Officials at Harvard's Office of Government, Community and Public Affairs are quick to point to the hundreds of millions of dollars that the University generates in the local economy through payroll, purchasing and fees, as well as services the University provides to some extent for itself, such as garbage collection and police protection.
Beyond the financial, University officials also point to a host of non-financial programs through which Harvard contributes to the community, for example the involvement of Harvard students in Cambridge schools and the opportunities for local residents to partake in the academy's cultural mecca.
These contributions cannot be quantified monetarily, but University officials say they more than make up for any losses to the city in taxes. They also note that Harvard's tax-exempt status is critical to fulfilling its mission.
But critics say the University contributes to the economy more as an accident than out of benevolence. And community leaders, like John Pitkin, president of the mid-Cambridge neighborhood association, say the comparison between taxes and teachers is one of "apples and oranges."
"Volunteers going to the schools doesn't make it any cheaper to build storm sewers," he says.
Priscilla J. McMillan, a local civic activist, says Harvard's physical size and enormous wealth create an imbalance in the city.
"I think it's unhealthy if one organization is so much larger than any other. Imagine the deliberations in the city manager's office when Harvard comes up."
"It just has to bend the priorities of the city government," she says.
Residents also express special concern about long-term development in the area, which places properties like North Hall, 51 Brattle St. and 8 Story St. under the protective mantle of the University's tax exempt status, increasing the burden on area residents.
Vice President for Government, Community and Public Affairs James H. Rowe III '73 says residents need not worry.
"We have no expansion plans of any great magnitude. We are not about to spring a major expansion without viable outreach to the affected community," he says.
But Rowe's words do not convince McMillan, a local resident watchdog of the University's development.
"The University has a status like a China in international affairs," she says. "What is a long time to us is a short time to them. They can sit and let memories fade about what commitments were made and come back another day."
$42,902
That is the amount the Faculty of Arts and Sciences spent on each student last year, according to U.S. News and World Report, which ranks Harvard--the richest University in the country--sixth in expenditures per student.
There is no question that the students, the city and the nation benefit from Harvard's money. Students are well educated, inventions are conceived and new ideas are created. But to some the lengths Harvard goes to raise its funds make the institution seem less like a not-for-profit and more like a corporation.
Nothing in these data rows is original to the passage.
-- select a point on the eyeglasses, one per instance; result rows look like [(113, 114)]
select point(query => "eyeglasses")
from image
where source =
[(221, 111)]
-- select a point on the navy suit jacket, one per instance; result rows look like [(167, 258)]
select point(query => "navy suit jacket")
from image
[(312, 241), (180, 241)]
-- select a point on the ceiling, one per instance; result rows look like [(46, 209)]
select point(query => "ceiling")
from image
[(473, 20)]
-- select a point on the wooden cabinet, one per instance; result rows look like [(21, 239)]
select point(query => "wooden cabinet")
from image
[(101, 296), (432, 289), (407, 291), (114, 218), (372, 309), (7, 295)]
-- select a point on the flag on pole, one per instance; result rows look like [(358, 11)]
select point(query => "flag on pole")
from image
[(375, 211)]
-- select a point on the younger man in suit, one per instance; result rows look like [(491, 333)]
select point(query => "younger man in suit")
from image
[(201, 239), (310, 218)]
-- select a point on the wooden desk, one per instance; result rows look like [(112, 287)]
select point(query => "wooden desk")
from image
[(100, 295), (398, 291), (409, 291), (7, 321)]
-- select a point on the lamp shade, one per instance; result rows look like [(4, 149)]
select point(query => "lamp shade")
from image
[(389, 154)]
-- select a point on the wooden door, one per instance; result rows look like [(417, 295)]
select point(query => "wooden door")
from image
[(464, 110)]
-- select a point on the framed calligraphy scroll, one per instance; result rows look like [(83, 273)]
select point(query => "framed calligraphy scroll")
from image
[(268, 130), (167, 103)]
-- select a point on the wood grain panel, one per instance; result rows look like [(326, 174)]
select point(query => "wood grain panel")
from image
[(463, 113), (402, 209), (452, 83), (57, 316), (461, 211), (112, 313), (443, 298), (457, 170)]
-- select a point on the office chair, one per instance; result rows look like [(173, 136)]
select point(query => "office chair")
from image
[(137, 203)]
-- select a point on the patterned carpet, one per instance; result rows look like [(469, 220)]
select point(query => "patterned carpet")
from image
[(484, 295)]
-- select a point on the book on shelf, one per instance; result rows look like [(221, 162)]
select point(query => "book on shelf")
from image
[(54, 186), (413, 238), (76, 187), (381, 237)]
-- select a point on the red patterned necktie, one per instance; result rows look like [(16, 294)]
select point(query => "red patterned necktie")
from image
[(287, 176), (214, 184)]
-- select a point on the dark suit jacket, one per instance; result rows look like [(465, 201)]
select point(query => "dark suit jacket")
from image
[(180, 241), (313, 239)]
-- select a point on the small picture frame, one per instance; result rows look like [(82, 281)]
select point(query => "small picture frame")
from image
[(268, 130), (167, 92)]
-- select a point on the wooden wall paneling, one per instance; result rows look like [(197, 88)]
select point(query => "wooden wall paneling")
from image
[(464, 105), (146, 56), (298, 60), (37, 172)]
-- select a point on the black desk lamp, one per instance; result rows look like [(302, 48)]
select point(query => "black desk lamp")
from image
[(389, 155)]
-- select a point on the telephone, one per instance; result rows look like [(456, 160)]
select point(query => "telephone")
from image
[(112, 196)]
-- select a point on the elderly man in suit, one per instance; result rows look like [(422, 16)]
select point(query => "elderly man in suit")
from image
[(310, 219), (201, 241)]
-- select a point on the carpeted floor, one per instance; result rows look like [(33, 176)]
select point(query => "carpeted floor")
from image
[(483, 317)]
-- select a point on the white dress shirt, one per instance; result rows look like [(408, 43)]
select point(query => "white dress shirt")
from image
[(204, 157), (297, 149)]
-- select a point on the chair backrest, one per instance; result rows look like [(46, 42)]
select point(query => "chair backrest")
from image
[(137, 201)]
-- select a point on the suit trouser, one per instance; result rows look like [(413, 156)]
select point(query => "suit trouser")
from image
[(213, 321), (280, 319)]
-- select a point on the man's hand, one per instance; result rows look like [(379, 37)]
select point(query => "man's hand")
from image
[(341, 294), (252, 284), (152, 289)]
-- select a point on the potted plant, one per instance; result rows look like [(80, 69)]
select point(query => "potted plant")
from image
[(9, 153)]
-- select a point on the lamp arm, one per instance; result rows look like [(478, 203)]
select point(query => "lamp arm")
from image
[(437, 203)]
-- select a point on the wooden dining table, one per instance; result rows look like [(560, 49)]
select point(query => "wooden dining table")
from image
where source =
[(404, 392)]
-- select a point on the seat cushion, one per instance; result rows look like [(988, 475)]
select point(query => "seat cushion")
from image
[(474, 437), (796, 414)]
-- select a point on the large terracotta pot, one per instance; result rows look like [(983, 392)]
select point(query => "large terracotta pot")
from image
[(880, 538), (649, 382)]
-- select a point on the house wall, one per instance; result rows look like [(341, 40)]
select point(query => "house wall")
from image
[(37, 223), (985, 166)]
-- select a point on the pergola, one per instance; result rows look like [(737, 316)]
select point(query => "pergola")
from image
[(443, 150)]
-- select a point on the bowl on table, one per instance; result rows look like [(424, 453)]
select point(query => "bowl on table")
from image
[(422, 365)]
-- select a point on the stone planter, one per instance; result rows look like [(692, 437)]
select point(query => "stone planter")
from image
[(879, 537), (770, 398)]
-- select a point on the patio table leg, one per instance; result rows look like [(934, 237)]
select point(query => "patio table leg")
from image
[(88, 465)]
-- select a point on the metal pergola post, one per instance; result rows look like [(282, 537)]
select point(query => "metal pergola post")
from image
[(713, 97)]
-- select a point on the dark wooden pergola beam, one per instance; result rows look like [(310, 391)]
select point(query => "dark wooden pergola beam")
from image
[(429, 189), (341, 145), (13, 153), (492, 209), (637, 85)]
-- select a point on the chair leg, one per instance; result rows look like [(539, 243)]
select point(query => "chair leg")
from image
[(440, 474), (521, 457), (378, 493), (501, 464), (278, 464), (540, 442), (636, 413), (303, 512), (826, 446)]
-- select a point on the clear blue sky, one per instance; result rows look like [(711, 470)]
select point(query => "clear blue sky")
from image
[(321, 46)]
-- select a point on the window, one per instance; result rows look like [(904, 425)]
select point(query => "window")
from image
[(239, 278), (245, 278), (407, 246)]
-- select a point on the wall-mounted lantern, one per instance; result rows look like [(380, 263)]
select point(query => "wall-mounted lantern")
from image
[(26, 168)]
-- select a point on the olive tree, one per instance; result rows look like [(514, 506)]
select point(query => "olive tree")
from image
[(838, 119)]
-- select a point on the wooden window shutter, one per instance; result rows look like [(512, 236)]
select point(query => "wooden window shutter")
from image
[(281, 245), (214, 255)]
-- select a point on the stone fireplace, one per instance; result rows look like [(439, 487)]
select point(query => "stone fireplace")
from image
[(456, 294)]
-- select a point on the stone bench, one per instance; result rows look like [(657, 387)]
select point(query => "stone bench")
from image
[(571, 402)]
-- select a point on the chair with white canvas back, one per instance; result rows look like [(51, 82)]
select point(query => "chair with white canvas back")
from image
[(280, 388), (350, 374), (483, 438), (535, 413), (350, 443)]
This is no simple irony. Harvard's governing body is called "the Corporation," and it is composed of some of the leading lawyers and business executives in the nation including Daniel, who is the director of McKinsey & Company, and Richard A. Smith '46 who is chair of Harcourt General. Like any board of directors, the Corporation handles major decisions concerning revenue and investments.
The University's endowment could buy more than 250 million Harvard sweatshirts--after the 10 percent discount for Harvard students--which is enough to emblazon Veritas across the chest of every man, woman and child in America.
But while Harvard spends in great magnitudes, it has been criticized for being frugal with its assets, both externally and internally--just like any good company would be.
Its students and research are its products; its faculty are its engineers and designers; its staff are its laborers. The Development Office is sales and marketing; the Office of Community, Government and Public Affairs are the publicists.
Welcome to Harvard, Incorporated, where it's never enough.